Question

Figure shows a vertical cylindrical vessel separated in two parts by a frictionless piston free to move along the length of the vessel. The length of the cylinder is 90 cm and the piston divides the cylinder in the ratio of 5:4. Each of the two parts of the vessel contains 0.1 mole of an ideal gas. The temperature of the gas is 300 K in each part. Calculate the mass of the piston

• A. 10.3 kg
• B. 5.7 kg
• C. 12.7 kg
• D. 15.5 kg

Answer 1

The correct option is C

12.7 kg

Let $l_1$ and $l_2$ be the lengths of the upper part and the lower part of the cylinder respectively.
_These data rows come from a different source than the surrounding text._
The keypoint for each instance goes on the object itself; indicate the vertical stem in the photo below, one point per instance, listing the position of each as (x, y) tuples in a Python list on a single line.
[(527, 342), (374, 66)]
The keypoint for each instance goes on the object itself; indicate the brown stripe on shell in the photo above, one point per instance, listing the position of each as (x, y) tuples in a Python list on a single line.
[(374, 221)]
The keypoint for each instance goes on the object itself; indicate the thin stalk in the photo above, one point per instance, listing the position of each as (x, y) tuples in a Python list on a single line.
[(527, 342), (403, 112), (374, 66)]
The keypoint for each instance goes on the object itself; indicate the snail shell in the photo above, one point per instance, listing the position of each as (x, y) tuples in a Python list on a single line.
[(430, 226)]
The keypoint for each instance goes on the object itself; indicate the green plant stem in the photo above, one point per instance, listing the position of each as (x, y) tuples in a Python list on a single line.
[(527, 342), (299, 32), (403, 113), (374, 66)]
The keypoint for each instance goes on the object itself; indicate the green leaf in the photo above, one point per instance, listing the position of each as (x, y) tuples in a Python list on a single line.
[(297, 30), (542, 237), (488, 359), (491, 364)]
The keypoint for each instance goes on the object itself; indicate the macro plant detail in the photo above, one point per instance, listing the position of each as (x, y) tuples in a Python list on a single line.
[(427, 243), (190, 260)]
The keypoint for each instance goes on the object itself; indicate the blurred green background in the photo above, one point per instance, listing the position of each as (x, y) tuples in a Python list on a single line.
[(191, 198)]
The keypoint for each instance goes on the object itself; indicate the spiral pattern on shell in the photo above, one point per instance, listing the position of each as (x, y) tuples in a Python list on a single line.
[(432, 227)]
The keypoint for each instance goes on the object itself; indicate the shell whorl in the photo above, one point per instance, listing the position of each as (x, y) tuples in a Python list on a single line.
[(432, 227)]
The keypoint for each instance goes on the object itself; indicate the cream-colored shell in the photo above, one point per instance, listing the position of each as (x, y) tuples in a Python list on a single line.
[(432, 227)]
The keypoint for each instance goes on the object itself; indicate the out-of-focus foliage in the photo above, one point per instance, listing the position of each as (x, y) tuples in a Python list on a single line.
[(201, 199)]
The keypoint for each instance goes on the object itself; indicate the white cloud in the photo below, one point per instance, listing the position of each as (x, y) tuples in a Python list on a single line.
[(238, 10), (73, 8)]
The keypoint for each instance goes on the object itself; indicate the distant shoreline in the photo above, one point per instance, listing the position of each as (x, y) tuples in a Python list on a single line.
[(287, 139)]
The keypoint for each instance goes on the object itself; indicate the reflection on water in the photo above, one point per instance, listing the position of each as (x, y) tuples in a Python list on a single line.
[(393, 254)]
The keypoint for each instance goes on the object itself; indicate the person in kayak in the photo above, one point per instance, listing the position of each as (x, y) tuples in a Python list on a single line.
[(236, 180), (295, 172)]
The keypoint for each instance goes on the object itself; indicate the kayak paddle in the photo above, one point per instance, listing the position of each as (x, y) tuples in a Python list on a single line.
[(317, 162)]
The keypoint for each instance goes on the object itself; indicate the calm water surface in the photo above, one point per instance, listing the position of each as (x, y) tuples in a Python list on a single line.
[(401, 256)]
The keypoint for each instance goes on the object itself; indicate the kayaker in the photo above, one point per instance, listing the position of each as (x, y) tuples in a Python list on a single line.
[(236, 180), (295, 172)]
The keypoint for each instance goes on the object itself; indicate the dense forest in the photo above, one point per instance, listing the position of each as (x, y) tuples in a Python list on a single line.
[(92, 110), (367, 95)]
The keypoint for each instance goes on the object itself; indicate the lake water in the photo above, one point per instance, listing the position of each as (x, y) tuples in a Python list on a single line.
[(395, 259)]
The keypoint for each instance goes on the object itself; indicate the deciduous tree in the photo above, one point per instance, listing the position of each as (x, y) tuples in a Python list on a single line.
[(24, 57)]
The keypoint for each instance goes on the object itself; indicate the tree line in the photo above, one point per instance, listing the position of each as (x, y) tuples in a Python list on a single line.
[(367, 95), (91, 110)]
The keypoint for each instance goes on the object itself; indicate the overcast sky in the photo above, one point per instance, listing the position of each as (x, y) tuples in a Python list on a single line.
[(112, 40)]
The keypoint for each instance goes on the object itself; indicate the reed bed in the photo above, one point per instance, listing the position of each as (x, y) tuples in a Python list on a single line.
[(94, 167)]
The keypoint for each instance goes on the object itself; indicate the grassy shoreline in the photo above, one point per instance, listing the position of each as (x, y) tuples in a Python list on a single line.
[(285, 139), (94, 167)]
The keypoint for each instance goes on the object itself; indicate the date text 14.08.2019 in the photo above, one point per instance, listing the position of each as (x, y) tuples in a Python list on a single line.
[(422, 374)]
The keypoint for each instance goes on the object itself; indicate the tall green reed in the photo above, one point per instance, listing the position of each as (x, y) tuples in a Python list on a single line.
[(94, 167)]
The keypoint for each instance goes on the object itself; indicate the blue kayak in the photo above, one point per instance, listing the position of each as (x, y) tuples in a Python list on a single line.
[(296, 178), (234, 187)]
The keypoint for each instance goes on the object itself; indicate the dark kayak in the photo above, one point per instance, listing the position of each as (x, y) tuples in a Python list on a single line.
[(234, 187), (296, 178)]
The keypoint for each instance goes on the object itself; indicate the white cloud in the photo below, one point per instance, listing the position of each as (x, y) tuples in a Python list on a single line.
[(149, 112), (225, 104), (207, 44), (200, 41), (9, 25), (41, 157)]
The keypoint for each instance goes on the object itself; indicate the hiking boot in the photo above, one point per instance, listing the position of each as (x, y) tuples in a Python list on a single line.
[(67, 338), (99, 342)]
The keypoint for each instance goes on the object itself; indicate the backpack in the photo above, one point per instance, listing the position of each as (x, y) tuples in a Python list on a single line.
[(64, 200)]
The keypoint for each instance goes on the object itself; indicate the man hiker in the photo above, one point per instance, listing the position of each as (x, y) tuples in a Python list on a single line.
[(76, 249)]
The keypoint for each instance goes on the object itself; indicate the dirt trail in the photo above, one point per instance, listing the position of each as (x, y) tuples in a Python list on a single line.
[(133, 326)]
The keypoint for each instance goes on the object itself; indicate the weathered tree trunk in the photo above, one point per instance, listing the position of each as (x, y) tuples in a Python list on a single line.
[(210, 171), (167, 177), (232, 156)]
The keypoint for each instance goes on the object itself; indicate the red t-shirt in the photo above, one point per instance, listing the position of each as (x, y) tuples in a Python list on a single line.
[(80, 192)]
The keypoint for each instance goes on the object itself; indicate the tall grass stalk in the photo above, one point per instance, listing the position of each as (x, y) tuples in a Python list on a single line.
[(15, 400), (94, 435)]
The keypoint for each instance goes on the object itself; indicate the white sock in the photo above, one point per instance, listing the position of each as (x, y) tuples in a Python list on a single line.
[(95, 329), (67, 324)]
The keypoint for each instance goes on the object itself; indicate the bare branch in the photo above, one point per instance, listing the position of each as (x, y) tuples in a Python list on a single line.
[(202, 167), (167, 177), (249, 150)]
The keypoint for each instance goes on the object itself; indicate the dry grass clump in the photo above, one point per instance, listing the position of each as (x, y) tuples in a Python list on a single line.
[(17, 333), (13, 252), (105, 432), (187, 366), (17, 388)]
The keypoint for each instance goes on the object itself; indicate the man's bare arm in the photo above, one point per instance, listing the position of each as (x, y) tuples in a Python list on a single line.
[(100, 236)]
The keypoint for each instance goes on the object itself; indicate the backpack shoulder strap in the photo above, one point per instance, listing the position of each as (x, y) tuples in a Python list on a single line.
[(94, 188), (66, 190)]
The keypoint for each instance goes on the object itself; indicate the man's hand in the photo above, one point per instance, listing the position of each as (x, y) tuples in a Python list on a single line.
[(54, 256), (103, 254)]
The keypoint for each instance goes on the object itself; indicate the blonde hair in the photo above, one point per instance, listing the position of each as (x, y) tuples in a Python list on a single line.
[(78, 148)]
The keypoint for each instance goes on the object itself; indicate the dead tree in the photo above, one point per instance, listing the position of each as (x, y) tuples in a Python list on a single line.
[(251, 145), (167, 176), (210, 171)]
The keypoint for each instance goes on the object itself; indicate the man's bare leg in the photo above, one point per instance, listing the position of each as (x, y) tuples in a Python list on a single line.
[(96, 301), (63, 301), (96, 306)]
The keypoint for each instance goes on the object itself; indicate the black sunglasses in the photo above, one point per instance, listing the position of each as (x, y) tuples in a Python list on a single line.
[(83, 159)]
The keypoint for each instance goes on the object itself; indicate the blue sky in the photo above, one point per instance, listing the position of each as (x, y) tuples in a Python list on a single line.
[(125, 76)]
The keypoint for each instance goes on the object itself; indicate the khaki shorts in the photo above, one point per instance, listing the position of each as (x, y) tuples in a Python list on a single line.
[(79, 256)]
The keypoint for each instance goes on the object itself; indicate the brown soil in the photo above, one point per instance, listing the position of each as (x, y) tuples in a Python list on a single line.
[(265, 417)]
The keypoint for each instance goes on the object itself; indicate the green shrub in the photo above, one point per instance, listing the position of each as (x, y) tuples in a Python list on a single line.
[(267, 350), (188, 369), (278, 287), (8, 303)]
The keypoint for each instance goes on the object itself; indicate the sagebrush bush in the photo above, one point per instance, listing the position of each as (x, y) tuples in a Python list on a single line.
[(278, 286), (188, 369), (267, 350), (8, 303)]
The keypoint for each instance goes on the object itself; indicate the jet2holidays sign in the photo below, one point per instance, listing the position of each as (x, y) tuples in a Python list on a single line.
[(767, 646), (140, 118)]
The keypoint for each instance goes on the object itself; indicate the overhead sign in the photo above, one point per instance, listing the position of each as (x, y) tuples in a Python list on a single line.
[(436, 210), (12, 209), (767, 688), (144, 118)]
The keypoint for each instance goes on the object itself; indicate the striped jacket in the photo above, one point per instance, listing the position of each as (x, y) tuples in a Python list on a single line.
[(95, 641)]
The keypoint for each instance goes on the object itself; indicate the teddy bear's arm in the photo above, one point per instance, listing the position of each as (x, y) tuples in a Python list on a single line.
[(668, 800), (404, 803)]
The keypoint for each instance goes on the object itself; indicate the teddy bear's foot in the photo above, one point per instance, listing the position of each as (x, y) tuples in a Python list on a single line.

Clearly, $l_1=50cmand{l}_2=40cm$. Let the pressures in the upper and lower parts be $P_1$ and $P_2$ respectively. Let the area of cross section of the cylinder be A. The temperature in both parts is T=300K.

Consider the equilibrium of the piston. The forces acting on the piston are

(a) its weight mg

(b) $P_{1}A$ downward, by the upper part of the gas and

(c) $P_{2}A$ upward, by the lower part of the gas.

Thus,

$P_{2}A=P_{1}A+mg.$ .....(i)

Using PV = nRT for the upper and the lower parts

$P_1{l}_{1}A=nRT$ .....(ii)

and $P_2{l}_{2}A=nRT$ ....(iii)

Putting $P_{1}A$ and $P_{2}A$ from (ii) and (iii) into (i),

$\frac{nRT}{l_2}=\frac{nRT}{l_1}+mg$.

Thus,

$m=\frac{nRT}{g}[\frac{1}{l_2}-\frac{1}{l_1}]$

$=\left[\frac{\left(0.1mol\right)\times \left(8.3J{K}^{-1}mo{l}^{-1}\right)\times \left(300K\right)}{9.8m{s}^{-2}}\right][\frac{1}{0.4m}-\frac{1}{0.5m}]=12.7kg.$

Do you see the similarities with the previous problem, where we had the mercury column?